I’ve tried many variations of this curry but this is the best. I’ve simplified the recipe as much as possible as there are a lot of ingredients. Rather than toast whole spices, I have thrown the ground versions into the paste. To save on chopping, the garlic and ginger are also added to the paste. I promise the flavour isn’t compromised.

For the Curry Paste
4 cloves garlic
1 thumb-sized piece fresh root ginger
100g jarred roasted peppers
1 tablespoon paprika
1 teaspoon smoked paprika
2 teaspoons garam masala
1 tsp turmeric
½ tsp Maldon salt
2 tbsp groundnut oil
1 fresh red chilli
30g fresh coriander
2 tsp ground cumin
2 tsp ground coriander
1 tsp black pepper
For the Curry
800g lamb neck fillet cut
2 medium onions chopped
1 fresh red chilli chopped
groundnut or vegetable oil
a knob of butter
4 bay leaves
2 tbsp Belazu balsamic vinegar
1 x 400g chopped tomatoes
800ml chicken stock
2 handfuls of red lentils
fresh coriander leaves
Tims Dairy Greek Style Natural Yogurt to serve

Blitz all the paste ingredients in a food processor.

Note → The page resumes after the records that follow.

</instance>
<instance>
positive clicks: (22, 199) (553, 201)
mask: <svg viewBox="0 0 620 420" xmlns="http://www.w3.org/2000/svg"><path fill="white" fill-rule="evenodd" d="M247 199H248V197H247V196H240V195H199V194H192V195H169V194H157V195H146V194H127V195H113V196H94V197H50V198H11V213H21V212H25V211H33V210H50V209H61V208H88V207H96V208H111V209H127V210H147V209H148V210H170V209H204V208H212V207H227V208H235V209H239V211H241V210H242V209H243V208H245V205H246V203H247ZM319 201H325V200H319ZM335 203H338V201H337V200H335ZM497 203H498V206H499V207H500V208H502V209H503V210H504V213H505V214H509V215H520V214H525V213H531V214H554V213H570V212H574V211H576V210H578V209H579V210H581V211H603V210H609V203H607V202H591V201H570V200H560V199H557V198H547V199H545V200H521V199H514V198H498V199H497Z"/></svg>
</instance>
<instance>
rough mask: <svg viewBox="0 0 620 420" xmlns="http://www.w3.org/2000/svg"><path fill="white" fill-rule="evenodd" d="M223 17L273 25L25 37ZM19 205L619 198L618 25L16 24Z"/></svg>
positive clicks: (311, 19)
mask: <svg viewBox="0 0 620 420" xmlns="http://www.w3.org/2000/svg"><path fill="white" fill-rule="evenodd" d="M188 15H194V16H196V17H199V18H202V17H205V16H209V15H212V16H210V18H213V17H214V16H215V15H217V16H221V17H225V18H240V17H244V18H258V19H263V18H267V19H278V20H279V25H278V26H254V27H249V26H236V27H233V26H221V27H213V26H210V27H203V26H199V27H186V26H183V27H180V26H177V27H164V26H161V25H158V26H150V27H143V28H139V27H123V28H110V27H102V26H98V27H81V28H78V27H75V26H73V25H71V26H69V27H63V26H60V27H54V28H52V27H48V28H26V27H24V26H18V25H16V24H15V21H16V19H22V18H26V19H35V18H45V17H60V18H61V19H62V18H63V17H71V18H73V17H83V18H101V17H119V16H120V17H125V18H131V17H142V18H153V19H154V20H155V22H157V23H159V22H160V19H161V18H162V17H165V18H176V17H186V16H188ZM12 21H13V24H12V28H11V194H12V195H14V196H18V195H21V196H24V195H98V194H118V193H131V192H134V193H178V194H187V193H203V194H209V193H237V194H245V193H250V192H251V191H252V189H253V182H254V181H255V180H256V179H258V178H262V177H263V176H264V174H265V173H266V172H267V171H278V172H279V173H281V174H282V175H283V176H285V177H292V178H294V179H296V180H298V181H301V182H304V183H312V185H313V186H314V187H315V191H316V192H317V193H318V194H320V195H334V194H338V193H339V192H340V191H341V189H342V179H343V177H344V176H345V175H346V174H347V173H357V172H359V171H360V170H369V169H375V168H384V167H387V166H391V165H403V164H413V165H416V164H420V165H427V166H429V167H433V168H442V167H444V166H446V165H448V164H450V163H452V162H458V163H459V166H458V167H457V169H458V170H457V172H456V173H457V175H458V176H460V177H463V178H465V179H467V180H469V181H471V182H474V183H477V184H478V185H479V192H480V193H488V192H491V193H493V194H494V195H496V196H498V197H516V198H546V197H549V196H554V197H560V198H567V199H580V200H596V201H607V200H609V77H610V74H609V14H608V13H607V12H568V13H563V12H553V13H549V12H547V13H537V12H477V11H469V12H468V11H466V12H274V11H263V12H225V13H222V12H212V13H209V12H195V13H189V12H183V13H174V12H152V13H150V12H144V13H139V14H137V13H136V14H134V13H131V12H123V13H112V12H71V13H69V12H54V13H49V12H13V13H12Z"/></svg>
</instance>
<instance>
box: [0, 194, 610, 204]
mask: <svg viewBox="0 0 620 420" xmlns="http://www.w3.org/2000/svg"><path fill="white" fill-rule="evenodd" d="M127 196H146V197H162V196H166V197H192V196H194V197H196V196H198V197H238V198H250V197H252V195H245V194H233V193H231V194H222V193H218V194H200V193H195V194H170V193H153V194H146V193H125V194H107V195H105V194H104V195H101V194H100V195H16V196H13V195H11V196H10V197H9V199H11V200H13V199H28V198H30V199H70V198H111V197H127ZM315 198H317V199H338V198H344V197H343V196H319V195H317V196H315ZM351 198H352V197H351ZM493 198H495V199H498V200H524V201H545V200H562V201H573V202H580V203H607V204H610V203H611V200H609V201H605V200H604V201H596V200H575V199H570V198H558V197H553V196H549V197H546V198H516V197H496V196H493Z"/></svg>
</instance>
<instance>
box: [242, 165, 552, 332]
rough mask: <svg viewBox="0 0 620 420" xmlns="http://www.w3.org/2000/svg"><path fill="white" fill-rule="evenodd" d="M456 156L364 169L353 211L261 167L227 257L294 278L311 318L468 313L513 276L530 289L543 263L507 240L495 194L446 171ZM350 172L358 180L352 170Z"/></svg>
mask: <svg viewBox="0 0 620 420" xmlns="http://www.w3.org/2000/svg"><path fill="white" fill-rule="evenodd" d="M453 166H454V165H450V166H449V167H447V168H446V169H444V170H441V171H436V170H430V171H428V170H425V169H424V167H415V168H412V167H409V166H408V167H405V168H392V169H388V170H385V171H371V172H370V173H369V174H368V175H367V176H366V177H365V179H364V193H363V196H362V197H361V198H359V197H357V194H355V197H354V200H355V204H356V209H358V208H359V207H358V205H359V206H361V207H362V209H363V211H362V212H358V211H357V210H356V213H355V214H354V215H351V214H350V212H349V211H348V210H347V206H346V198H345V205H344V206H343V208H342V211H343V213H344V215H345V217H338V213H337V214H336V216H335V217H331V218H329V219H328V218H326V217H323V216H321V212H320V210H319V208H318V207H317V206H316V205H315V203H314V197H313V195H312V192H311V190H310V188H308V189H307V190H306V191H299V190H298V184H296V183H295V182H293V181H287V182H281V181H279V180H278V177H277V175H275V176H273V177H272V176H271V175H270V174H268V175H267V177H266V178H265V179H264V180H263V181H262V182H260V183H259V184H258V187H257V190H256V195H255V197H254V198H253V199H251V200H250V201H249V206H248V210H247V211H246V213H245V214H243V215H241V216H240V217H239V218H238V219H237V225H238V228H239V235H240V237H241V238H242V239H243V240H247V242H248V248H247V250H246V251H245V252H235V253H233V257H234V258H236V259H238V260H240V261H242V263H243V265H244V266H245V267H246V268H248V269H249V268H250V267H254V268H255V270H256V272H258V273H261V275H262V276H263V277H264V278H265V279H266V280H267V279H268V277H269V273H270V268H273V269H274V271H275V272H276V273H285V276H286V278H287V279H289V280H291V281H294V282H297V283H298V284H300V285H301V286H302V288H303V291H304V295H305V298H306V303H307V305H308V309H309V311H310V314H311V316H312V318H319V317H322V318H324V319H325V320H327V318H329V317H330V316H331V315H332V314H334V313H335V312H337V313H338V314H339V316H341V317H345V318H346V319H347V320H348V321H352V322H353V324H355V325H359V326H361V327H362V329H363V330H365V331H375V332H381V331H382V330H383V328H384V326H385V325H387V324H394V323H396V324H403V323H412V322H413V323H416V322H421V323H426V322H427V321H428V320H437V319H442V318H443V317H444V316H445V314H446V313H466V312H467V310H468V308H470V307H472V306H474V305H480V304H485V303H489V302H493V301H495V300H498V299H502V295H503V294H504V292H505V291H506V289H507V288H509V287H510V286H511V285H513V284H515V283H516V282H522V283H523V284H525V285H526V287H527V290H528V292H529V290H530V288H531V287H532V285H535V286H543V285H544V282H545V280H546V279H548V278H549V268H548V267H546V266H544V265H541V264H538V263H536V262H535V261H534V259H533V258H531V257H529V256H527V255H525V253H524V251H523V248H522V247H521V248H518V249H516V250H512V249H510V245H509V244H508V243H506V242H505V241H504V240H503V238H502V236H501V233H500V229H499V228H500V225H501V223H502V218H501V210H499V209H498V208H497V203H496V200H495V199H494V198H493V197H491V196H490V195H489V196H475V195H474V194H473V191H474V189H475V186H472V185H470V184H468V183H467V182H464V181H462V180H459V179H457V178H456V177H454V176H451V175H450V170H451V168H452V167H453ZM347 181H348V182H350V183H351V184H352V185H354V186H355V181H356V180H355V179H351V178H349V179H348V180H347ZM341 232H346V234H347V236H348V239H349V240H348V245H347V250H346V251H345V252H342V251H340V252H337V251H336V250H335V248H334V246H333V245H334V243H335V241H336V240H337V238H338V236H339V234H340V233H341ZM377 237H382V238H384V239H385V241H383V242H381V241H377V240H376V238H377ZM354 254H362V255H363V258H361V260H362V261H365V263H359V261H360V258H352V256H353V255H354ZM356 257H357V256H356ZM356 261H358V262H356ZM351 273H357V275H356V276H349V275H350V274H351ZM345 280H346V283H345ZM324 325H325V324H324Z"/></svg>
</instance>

Warm a large pan and add 1tbsp oil and the butter. Add the onions and colour for 5-10 minutes. Add the lamb pieces and seasoning and cook until lightly browned. Add the balsamic vinegar and cook for 2 minutes, then add the tomatoes, stock and curry paste.
Stir in the lentils and bring to the boil. Either simmer for 2 hours checking it doesn’t stick to the bottom or put in a slow cooker or low oven (140 degrees) for 4-6 hours until the lamb is falling apart.
Serve with rice, a dollop of Tims Dairy Yogurt and the fresh coriander leaves.